Basta entrare nel dettaglio del decreto, tuttavia, per rendersi conto che forse il clamore mediatico che ha accompagnato quest’ultimo è in verità sproporzionato rispetto a quanto effettivamente previsto dal governo. Le misure in programma, infatti, si concentrano maggiormente su quando sarà possibile accedere ai servizi, prima all’aperto e poi anche al chiuso, senza l’obbligo di greenpass. Insomma, si darà la possibilità a chi è sprovvisto di ciclo vaccinale completo di ritornare a compiere tutte quelle attività che, per chi è già vaccinato, sono in realtà accessibili sin dalla scorsa estate. Paradossalmente, l’allentamento riguarderà proprio per quella fascia di popolazione che così violentemente si era schierata contro le istituzioni.
Per più dell’80% degli italiani, dunque, non ci sarà alcun miglioramento sensibile. Ad oggi, l’idea di una convivenza pacifica non è ancora accettata. Invece di normalizzare lo stato di positività ed equiparare il virus ad un’influenza, come fatto in altri paesi d’Europa, si è preferito piuttosto dimenticarsi della pandemia e delle critiche ad essa legate. E se vaccinati e non godranno presto delle stesse possibilità, l’infezione non sembra scomparire né nei numeri, né nelle intenzioni governative. Perché mentre il Covid sparisce dai media, grazie alle sue varianti cresce invece nei contagi.
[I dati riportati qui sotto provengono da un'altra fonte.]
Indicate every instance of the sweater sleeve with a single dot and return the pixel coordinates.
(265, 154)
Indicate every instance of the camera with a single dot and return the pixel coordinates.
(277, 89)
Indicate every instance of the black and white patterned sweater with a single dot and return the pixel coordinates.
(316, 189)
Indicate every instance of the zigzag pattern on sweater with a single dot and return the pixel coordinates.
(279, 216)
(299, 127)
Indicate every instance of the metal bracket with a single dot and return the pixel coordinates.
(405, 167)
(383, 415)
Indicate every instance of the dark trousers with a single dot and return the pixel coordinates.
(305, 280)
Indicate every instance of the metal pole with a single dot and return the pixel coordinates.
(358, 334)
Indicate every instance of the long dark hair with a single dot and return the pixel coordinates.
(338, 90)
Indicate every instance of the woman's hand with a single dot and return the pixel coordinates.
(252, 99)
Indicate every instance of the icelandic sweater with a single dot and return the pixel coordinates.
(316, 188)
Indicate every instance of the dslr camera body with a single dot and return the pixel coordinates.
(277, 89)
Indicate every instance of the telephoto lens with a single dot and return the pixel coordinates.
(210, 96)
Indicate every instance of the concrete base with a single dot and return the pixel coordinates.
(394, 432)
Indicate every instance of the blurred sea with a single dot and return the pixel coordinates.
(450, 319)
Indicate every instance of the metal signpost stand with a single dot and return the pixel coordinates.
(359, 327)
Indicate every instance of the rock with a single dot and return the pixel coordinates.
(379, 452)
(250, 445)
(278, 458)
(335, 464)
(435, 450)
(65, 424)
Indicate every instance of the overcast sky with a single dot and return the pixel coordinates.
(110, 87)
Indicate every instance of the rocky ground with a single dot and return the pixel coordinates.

Alla fine, l’apparato comunicativo sia istituzionale che giornalistico ha voltato pagina, puntando i fari sul dramma ucraino. La pandemia non occupa più i titoli dei giornali, ma continua ad essere invece molto presente nella vita di tutti i giorni. Il nemico non è stato sconfitto e costringe ancora chi vi entra in contatto al congelamento della propria esistenza, nonostante i numeri dimostrino che per i vaccinati il rischio di avere complicanze è ridotto al minimo. La comunicazione bellicosa che per due anni ha dominato la scena ha contribuito a polarizzare il dibattito tra schieramenti diversi. Inoltre, ha anche reso inaccettabile l’idea di una convivenza pacifica con un virus oggi meno pericoloso. L’Italia vive quindi il paradosso di star correndo verso la fine della pandemia, provando a dimenticare dell’esistenza sua e delle dinamiche conflittuali che ha contribuito a generare, senza tuttavia apportare quelle misure che riportino la sua parte di popolazione più protetta ad una vita effettivamente normale.